I turned 50 a few months ago. Not “old,” but definitely not “young.” I’m in good health, running regularly (until this week, that is), and way more fit than my dad ever was… at least since his discharge from the army in 1964. But these past couple of days of pain and limited mobility have given me a greater understanding of what he was going through in the final months of his life, last summer. He had fallen too, and broken ribs. He had been on blood thinning medication for decades, so his entire torso was one giant bruise. He refused to go to the hospital.

He fell a few more times. A year ago this week, while my sister-in-law was visiting us, I got a call from my dad’s cell phone. The voice on the other end wasn’t his, but that of an EMT, who informed me he was in my dad’s apartment.
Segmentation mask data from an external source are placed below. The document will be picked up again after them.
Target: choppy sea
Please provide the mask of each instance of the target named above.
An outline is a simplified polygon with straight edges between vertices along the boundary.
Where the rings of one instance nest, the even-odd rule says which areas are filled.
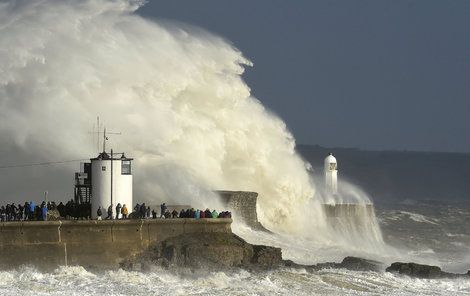
[[[408,201],[377,207],[376,213],[384,240],[404,258],[447,271],[470,269],[468,205]],[[283,255],[295,259],[303,248],[286,247]],[[174,274],[157,268],[146,273],[97,272],[69,266],[43,273],[22,266],[0,271],[0,295],[470,295],[470,279],[414,279],[344,269]]]

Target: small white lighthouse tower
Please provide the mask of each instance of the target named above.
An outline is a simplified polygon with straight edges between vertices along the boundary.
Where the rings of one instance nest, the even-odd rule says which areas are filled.
[[[325,186],[329,193],[338,193],[338,163],[332,153],[325,158]]]
[[[102,152],[91,159],[91,217],[96,219],[96,211],[101,207],[106,217],[108,207],[112,204],[113,217],[116,217],[116,205],[124,204],[132,211],[132,158],[124,153],[111,155]]]

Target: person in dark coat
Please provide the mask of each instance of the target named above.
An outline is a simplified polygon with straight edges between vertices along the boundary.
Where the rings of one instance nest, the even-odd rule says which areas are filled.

He had fallen in the bathroom, and was on the floor for hours before he managed to drag himself to his bedroom, reach for his phone and call 911.

He spent a week in the hospital. After that we moved him from his apartment in Rochester — the apartment my mom had only gotten to spend a couple of months in, the previous summer, before her cancer led to a hospitalization she never came home from — into an assisted living facility in a Minneapolis suburb, so we could see him more regularly. It was pretty much a steady decline for the next three months.

A couple of weeks after we moved him in, he had us buy him a lift chair. I had no intention of keeping it after he was gone. But I’ve wished the past couple of nights that I had it. We don’t even own a recliner. I’ve been sleeping awkwardly in an armchair with my legs up on an ottoman and a pillow behind my back. It’s not great.

What does this all have to do with the sparrow? Maybe not much. But I’m just thinking about the simultaneous fragility and resilience of life, and the ways that our poor choices can come back to haunt us.

Also, I think the sound of an agitated sparrow is probably going to trigger a Pavlovian response of back spasms and visions of bats flying at my face for the rest of my life.


Postscript: About an hour after I wrote this, my daughter noticed there was a wild turkey sitting on our fence, then it jumped to our neighbors’ garage roof. The wildlife adventures continue.